On Nov 8, 2015, the prime minister announced the formation of a Fata Reforms Committee headed by his adviser on foreign affairs Sartaj Aziz. Since then 10 million people’s hopes for the future rest on the shoulders of these five people. The members of the Fata Reforms Committee visited Landikotal to seek the views of people on the course of action that Fata should take. They were in turn met with robust protests by political and civil society activists who wanted abolition of the Frontier Crimes Regulation (FCR) and claimed they were kept in the dark about the nature of the proceedings.

If this committee is to be successful in its mission to change the status of the people of Fata who have long suffered due to militancy, the opinion and inclusion of the community is the most important aspect. The Frontier Crimes Regulations (FCR) – that the people so vehemently oppose, and rightly so - comprise a special set of laws that states that three basic rights are not applicable to the residents of FATA – appeal, wakeel and daleel (the right to request a change to a conviction in any court, the right to legal representation and the right to present reasoned evidence, respectively). This is a blatant and outrageous rejection of basic human rights and must be done away with at the earliest.

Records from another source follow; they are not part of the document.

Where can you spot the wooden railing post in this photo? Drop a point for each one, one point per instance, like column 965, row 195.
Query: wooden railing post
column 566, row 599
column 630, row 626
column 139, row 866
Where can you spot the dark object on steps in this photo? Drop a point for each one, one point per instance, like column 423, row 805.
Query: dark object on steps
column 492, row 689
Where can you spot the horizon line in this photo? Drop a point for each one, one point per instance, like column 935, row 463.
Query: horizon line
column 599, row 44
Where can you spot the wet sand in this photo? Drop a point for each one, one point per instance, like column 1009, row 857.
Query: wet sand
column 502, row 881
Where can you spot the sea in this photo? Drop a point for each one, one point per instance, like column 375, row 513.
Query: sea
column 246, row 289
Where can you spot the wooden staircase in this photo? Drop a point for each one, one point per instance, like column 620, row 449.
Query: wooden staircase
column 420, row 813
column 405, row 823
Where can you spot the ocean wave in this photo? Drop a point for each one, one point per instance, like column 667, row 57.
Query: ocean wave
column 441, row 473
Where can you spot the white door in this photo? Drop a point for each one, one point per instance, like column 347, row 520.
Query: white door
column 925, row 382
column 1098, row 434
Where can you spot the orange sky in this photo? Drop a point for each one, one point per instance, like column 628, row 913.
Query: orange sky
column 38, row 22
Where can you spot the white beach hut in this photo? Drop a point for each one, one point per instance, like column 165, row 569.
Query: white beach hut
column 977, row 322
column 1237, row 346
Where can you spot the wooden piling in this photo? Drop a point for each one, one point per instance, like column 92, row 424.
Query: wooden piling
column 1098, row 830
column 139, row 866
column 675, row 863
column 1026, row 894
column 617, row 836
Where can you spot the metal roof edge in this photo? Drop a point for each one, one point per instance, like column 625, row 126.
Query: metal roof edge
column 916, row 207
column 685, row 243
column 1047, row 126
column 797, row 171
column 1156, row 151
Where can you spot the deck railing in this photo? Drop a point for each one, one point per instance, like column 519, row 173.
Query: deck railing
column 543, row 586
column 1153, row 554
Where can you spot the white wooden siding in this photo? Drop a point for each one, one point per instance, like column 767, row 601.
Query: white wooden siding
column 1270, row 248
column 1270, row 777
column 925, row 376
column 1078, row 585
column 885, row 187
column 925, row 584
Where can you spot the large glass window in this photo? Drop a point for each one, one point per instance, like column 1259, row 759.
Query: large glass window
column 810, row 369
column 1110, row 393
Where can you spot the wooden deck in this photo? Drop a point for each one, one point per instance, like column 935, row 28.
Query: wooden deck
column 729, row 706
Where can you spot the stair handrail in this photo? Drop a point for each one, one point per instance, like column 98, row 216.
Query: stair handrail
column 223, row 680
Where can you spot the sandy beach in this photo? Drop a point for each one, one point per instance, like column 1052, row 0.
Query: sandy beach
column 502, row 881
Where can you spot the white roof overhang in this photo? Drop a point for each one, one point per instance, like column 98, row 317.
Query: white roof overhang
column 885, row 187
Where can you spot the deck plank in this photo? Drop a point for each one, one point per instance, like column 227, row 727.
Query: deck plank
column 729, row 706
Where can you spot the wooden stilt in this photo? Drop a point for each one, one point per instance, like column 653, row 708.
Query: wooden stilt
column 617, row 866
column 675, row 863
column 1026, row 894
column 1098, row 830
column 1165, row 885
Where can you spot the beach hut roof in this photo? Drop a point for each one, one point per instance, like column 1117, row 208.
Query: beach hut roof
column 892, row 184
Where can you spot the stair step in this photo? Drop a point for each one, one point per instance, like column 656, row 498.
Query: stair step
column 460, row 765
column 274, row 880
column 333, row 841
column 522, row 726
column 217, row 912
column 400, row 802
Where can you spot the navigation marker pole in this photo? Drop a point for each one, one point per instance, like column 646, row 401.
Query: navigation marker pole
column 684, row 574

The committee has the following important tasks ahead of them; the decision on jurisdiction of the superior courts to Fata, shifting the legislative powers for the tribal areas from the hands of the administration of Khyber-Pakhtunkhwa (K-P) and most importantly deciding if Fata should be made part of mainstream K-P or of the Provincially Administered Tribal Areas (PATA) in K-P or if it should be given the status of a province of Pakistan. The popular sentiment echoes to be part of KP and hence that is what should ultimately be respected. The sooner the PML-N resolves this predicament the sooner it can begin lobbying for support for its CPEC projects in the area.